Prompt design best practices include the following:

Prompt health checklist

If a prompt is not performing as expected, use the following checklist to identify potential issues and improve its performance.

Writing issues

  • Typos: Check for misspellings in keywords (for example, summarize instead of summarize), technical terms, or entity names, as these can degrade performance.
  • Grammar: Ensure sentences are grammatically correct and easy to parse. Avoid run-on sentences, subject-verb disagreements, or awkward structures that can confuse the model.
  • Punctuation: Verify that punctuation such as commas, periods, and quotes is used correctly, as incorrect punctuation can lead to misinterpretation.
  • Undefined jargon: Define any domain-specific jargon, acronyms, or initialisms.
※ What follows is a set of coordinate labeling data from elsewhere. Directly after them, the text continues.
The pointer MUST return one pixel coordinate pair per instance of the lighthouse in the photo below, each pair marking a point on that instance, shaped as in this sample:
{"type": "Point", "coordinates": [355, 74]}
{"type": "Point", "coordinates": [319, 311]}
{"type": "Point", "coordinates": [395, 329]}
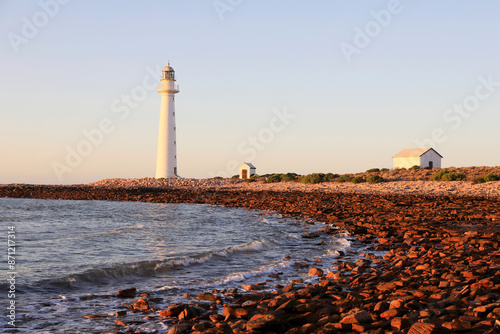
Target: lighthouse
{"type": "Point", "coordinates": [166, 164]}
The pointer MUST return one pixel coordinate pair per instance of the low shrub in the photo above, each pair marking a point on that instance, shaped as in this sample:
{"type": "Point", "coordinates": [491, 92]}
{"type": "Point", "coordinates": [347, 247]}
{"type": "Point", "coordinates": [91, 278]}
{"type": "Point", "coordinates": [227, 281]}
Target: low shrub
{"type": "Point", "coordinates": [445, 175]}
{"type": "Point", "coordinates": [313, 178]}
{"type": "Point", "coordinates": [289, 177]}
{"type": "Point", "coordinates": [344, 178]}
{"type": "Point", "coordinates": [331, 176]}
{"type": "Point", "coordinates": [357, 179]}
{"type": "Point", "coordinates": [454, 177]}
{"type": "Point", "coordinates": [273, 178]}
{"type": "Point", "coordinates": [486, 178]}
{"type": "Point", "coordinates": [375, 179]}
{"type": "Point", "coordinates": [373, 170]}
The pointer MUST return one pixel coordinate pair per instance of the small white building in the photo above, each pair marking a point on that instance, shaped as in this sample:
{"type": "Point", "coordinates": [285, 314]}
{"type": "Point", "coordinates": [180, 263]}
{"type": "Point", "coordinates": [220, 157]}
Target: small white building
{"type": "Point", "coordinates": [247, 170]}
{"type": "Point", "coordinates": [422, 157]}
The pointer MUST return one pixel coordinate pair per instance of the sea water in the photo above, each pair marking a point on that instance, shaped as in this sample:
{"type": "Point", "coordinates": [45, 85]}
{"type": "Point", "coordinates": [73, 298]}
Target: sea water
{"type": "Point", "coordinates": [72, 256]}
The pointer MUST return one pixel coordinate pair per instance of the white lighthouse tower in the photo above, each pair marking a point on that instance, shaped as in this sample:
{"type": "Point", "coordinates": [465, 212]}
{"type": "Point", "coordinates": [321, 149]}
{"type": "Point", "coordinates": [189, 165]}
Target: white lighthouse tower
{"type": "Point", "coordinates": [166, 164]}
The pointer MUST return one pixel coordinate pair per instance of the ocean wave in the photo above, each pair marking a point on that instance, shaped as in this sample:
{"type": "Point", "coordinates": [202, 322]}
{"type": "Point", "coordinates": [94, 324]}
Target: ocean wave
{"type": "Point", "coordinates": [149, 268]}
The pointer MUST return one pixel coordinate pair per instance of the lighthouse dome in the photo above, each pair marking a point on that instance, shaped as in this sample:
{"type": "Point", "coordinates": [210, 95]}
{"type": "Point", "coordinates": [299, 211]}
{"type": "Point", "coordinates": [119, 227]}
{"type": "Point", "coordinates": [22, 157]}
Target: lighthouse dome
{"type": "Point", "coordinates": [168, 68]}
{"type": "Point", "coordinates": [168, 73]}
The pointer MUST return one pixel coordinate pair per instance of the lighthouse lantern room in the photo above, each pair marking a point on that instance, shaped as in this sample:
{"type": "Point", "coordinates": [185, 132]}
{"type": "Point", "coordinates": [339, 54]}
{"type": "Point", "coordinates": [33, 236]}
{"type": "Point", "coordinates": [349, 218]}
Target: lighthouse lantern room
{"type": "Point", "coordinates": [166, 164]}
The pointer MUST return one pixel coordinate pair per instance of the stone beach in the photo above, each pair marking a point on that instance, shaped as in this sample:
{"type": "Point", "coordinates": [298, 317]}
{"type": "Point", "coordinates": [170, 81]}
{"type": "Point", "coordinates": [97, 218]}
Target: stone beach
{"type": "Point", "coordinates": [440, 272]}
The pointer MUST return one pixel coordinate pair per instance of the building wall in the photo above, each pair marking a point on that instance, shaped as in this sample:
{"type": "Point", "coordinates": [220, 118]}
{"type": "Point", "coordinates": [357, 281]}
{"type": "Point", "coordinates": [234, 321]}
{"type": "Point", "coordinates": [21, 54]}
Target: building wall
{"type": "Point", "coordinates": [430, 156]}
{"type": "Point", "coordinates": [249, 170]}
{"type": "Point", "coordinates": [406, 162]}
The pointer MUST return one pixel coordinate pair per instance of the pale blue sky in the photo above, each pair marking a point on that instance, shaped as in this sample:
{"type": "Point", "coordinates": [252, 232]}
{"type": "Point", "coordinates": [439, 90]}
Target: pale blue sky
{"type": "Point", "coordinates": [236, 66]}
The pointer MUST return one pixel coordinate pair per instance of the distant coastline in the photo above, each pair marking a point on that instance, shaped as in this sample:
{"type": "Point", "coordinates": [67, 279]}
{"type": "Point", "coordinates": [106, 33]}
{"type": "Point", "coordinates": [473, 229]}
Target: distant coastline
{"type": "Point", "coordinates": [429, 230]}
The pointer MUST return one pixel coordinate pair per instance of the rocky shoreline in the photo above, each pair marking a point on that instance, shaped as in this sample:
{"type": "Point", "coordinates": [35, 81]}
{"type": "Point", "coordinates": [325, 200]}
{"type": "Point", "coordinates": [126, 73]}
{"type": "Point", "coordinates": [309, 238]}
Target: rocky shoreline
{"type": "Point", "coordinates": [441, 272]}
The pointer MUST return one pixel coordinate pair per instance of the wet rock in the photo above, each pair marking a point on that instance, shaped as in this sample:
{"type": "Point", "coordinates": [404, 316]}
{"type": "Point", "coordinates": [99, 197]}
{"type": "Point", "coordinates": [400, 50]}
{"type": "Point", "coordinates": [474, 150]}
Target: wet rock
{"type": "Point", "coordinates": [127, 293]}
{"type": "Point", "coordinates": [173, 310]}
{"type": "Point", "coordinates": [207, 296]}
{"type": "Point", "coordinates": [458, 325]}
{"type": "Point", "coordinates": [263, 322]}
{"type": "Point", "coordinates": [313, 271]}
{"type": "Point", "coordinates": [310, 235]}
{"type": "Point", "coordinates": [359, 317]}
{"type": "Point", "coordinates": [141, 304]}
{"type": "Point", "coordinates": [426, 328]}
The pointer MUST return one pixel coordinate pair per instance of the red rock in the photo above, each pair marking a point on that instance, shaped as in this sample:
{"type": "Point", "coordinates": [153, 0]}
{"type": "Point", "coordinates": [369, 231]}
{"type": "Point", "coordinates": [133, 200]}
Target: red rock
{"type": "Point", "coordinates": [359, 317]}
{"type": "Point", "coordinates": [173, 310]}
{"type": "Point", "coordinates": [127, 293]}
{"type": "Point", "coordinates": [187, 313]}
{"type": "Point", "coordinates": [389, 314]}
{"type": "Point", "coordinates": [458, 325]}
{"type": "Point", "coordinates": [386, 286]}
{"type": "Point", "coordinates": [426, 328]}
{"type": "Point", "coordinates": [262, 322]}
{"type": "Point", "coordinates": [207, 296]}
{"type": "Point", "coordinates": [308, 328]}
{"type": "Point", "coordinates": [229, 311]}
{"type": "Point", "coordinates": [399, 323]}
{"type": "Point", "coordinates": [141, 304]}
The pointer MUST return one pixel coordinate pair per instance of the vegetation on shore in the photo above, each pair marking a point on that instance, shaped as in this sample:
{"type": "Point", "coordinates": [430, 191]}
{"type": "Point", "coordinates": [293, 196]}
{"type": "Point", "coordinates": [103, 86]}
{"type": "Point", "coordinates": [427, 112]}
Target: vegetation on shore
{"type": "Point", "coordinates": [379, 175]}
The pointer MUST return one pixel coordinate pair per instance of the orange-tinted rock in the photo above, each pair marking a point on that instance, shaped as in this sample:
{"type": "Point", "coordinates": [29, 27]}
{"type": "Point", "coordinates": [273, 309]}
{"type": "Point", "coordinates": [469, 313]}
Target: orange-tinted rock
{"type": "Point", "coordinates": [262, 322]}
{"type": "Point", "coordinates": [426, 328]}
{"type": "Point", "coordinates": [359, 317]}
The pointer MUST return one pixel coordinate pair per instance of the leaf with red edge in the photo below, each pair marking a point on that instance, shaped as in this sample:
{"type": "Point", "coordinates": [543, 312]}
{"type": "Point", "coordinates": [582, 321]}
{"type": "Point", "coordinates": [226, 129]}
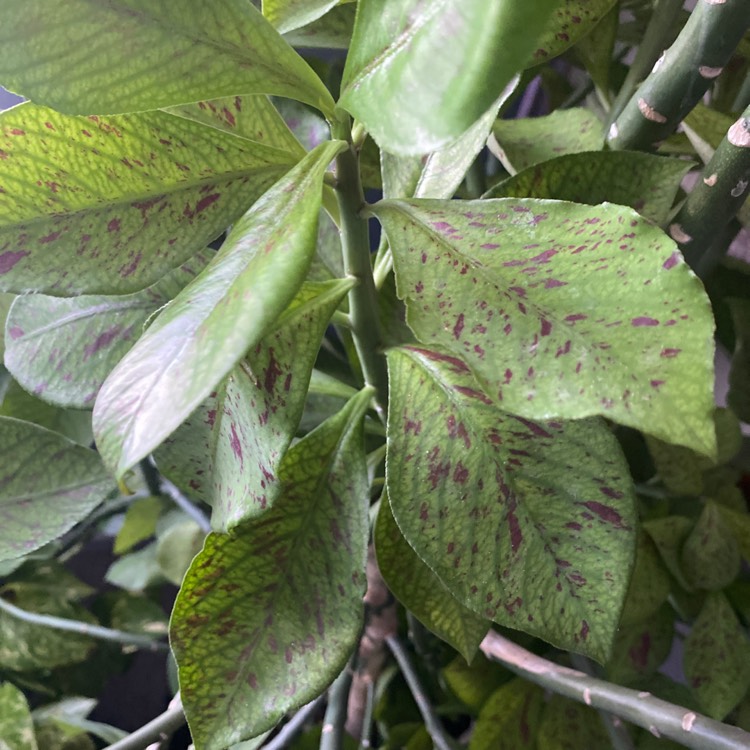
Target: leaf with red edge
{"type": "Point", "coordinates": [561, 310]}
{"type": "Point", "coordinates": [531, 524]}
{"type": "Point", "coordinates": [268, 615]}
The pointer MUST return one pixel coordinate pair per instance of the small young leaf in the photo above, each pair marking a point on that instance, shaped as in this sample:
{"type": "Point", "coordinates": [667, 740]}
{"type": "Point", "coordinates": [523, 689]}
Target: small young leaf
{"type": "Point", "coordinates": [717, 658]}
{"type": "Point", "coordinates": [207, 329]}
{"type": "Point", "coordinates": [530, 524]}
{"type": "Point", "coordinates": [268, 615]}
{"type": "Point", "coordinates": [561, 310]}
{"type": "Point", "coordinates": [47, 485]}
{"type": "Point", "coordinates": [439, 68]}
{"type": "Point", "coordinates": [421, 591]}
{"type": "Point", "coordinates": [142, 55]}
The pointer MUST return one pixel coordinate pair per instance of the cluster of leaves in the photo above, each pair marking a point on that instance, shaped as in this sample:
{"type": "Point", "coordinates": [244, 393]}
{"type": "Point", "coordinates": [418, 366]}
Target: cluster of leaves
{"type": "Point", "coordinates": [512, 400]}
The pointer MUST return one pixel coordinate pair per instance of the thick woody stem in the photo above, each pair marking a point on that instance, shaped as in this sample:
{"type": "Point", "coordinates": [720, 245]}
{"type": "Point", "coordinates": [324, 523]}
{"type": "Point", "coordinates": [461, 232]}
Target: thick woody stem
{"type": "Point", "coordinates": [682, 75]}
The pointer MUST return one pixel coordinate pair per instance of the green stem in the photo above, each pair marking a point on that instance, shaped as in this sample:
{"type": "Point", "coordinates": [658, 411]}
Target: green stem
{"type": "Point", "coordinates": [716, 198]}
{"type": "Point", "coordinates": [659, 32]}
{"type": "Point", "coordinates": [161, 727]}
{"type": "Point", "coordinates": [643, 709]}
{"type": "Point", "coordinates": [332, 734]}
{"type": "Point", "coordinates": [355, 242]}
{"type": "Point", "coordinates": [683, 74]}
{"type": "Point", "coordinates": [440, 737]}
{"type": "Point", "coordinates": [83, 628]}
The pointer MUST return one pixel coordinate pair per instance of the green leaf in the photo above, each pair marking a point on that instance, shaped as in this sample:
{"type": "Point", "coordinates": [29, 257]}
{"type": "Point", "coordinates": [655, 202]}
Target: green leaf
{"type": "Point", "coordinates": [268, 615]}
{"type": "Point", "coordinates": [196, 341]}
{"type": "Point", "coordinates": [122, 200]}
{"type": "Point", "coordinates": [439, 68]}
{"type": "Point", "coordinates": [710, 555]}
{"type": "Point", "coordinates": [530, 524]}
{"type": "Point", "coordinates": [140, 55]}
{"type": "Point", "coordinates": [510, 718]}
{"type": "Point", "coordinates": [520, 144]}
{"type": "Point", "coordinates": [421, 591]}
{"type": "Point", "coordinates": [717, 658]}
{"type": "Point", "coordinates": [63, 348]}
{"type": "Point", "coordinates": [16, 725]}
{"type": "Point", "coordinates": [228, 451]}
{"type": "Point", "coordinates": [561, 310]}
{"type": "Point", "coordinates": [644, 182]}
{"type": "Point", "coordinates": [47, 484]}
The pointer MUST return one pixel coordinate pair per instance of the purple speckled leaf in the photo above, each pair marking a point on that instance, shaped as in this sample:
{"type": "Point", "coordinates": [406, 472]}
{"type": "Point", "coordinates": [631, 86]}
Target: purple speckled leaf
{"type": "Point", "coordinates": [561, 310]}
{"type": "Point", "coordinates": [268, 615]}
{"type": "Point", "coordinates": [61, 349]}
{"type": "Point", "coordinates": [107, 205]}
{"type": "Point", "coordinates": [530, 524]}
{"type": "Point", "coordinates": [227, 453]}
{"type": "Point", "coordinates": [47, 484]}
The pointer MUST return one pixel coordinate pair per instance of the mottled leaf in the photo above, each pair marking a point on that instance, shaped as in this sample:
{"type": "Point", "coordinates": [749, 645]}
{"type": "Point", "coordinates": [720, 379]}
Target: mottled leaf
{"type": "Point", "coordinates": [439, 67]}
{"type": "Point", "coordinates": [530, 524]}
{"type": "Point", "coordinates": [196, 341]}
{"type": "Point", "coordinates": [16, 725]}
{"type": "Point", "coordinates": [561, 310]}
{"type": "Point", "coordinates": [531, 140]}
{"type": "Point", "coordinates": [510, 718]}
{"type": "Point", "coordinates": [717, 658]}
{"type": "Point", "coordinates": [268, 615]}
{"type": "Point", "coordinates": [134, 55]}
{"type": "Point", "coordinates": [63, 348]}
{"type": "Point", "coordinates": [644, 182]}
{"type": "Point", "coordinates": [421, 591]}
{"type": "Point", "coordinates": [228, 451]}
{"type": "Point", "coordinates": [108, 205]}
{"type": "Point", "coordinates": [47, 484]}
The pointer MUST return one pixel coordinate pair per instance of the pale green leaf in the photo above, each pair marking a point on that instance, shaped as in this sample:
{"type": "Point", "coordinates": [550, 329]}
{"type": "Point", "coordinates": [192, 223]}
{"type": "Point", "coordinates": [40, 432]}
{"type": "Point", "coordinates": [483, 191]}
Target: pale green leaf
{"type": "Point", "coordinates": [132, 55]}
{"type": "Point", "coordinates": [63, 348]}
{"type": "Point", "coordinates": [108, 205]}
{"type": "Point", "coordinates": [561, 310]}
{"type": "Point", "coordinates": [227, 453]}
{"type": "Point", "coordinates": [206, 330]}
{"type": "Point", "coordinates": [268, 615]}
{"type": "Point", "coordinates": [531, 524]}
{"type": "Point", "coordinates": [47, 484]}
{"type": "Point", "coordinates": [439, 65]}
{"type": "Point", "coordinates": [421, 591]}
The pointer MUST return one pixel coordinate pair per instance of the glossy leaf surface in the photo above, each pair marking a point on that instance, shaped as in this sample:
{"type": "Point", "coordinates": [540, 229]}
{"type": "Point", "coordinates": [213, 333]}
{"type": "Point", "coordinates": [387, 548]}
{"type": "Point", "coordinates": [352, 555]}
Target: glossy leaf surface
{"type": "Point", "coordinates": [196, 341]}
{"type": "Point", "coordinates": [142, 55]}
{"type": "Point", "coordinates": [268, 615]}
{"type": "Point", "coordinates": [47, 485]}
{"type": "Point", "coordinates": [421, 591]}
{"type": "Point", "coordinates": [440, 66]}
{"type": "Point", "coordinates": [122, 200]}
{"type": "Point", "coordinates": [561, 310]}
{"type": "Point", "coordinates": [530, 524]}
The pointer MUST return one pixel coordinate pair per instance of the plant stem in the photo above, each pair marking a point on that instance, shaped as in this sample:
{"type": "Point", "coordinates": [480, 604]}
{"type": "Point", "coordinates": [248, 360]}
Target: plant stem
{"type": "Point", "coordinates": [715, 199]}
{"type": "Point", "coordinates": [661, 718]}
{"type": "Point", "coordinates": [355, 242]}
{"type": "Point", "coordinates": [162, 726]}
{"type": "Point", "coordinates": [332, 734]}
{"type": "Point", "coordinates": [682, 76]}
{"type": "Point", "coordinates": [437, 732]}
{"type": "Point", "coordinates": [83, 628]}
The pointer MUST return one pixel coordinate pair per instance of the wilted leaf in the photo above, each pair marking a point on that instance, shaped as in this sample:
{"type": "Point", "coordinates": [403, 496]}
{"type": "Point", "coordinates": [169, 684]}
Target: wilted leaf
{"type": "Point", "coordinates": [47, 485]}
{"type": "Point", "coordinates": [108, 205]}
{"type": "Point", "coordinates": [141, 55]}
{"type": "Point", "coordinates": [268, 615]}
{"type": "Point", "coordinates": [439, 68]}
{"type": "Point", "coordinates": [530, 524]}
{"type": "Point", "coordinates": [561, 310]}
{"type": "Point", "coordinates": [196, 341]}
{"type": "Point", "coordinates": [421, 591]}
Don't assume the model knows them.
  • Clarity: If the scope, required steps, or underlying assumptions of your prompt are ambiguous, the model might misunderstand the task. Ensure that all instructions are explicit.
  • Ambiguity: Replace subjective qualifiers (like "brief") with objective, measurable constraints (like "in three sentences or less").
  • Missing key information: Include all necessary context. If the task relies on a specific document, policy, or dataset, provide that information in the prompt.
  • Poor word choice: Use clear and concise language. Avoid overly complex, vague, or verbose phrasing that might confuse the model.
  • Secondary review: If the model's performance doesn't improve, ask a colleague to review the prompt. A fresh perspective can often spot issues you might have missed.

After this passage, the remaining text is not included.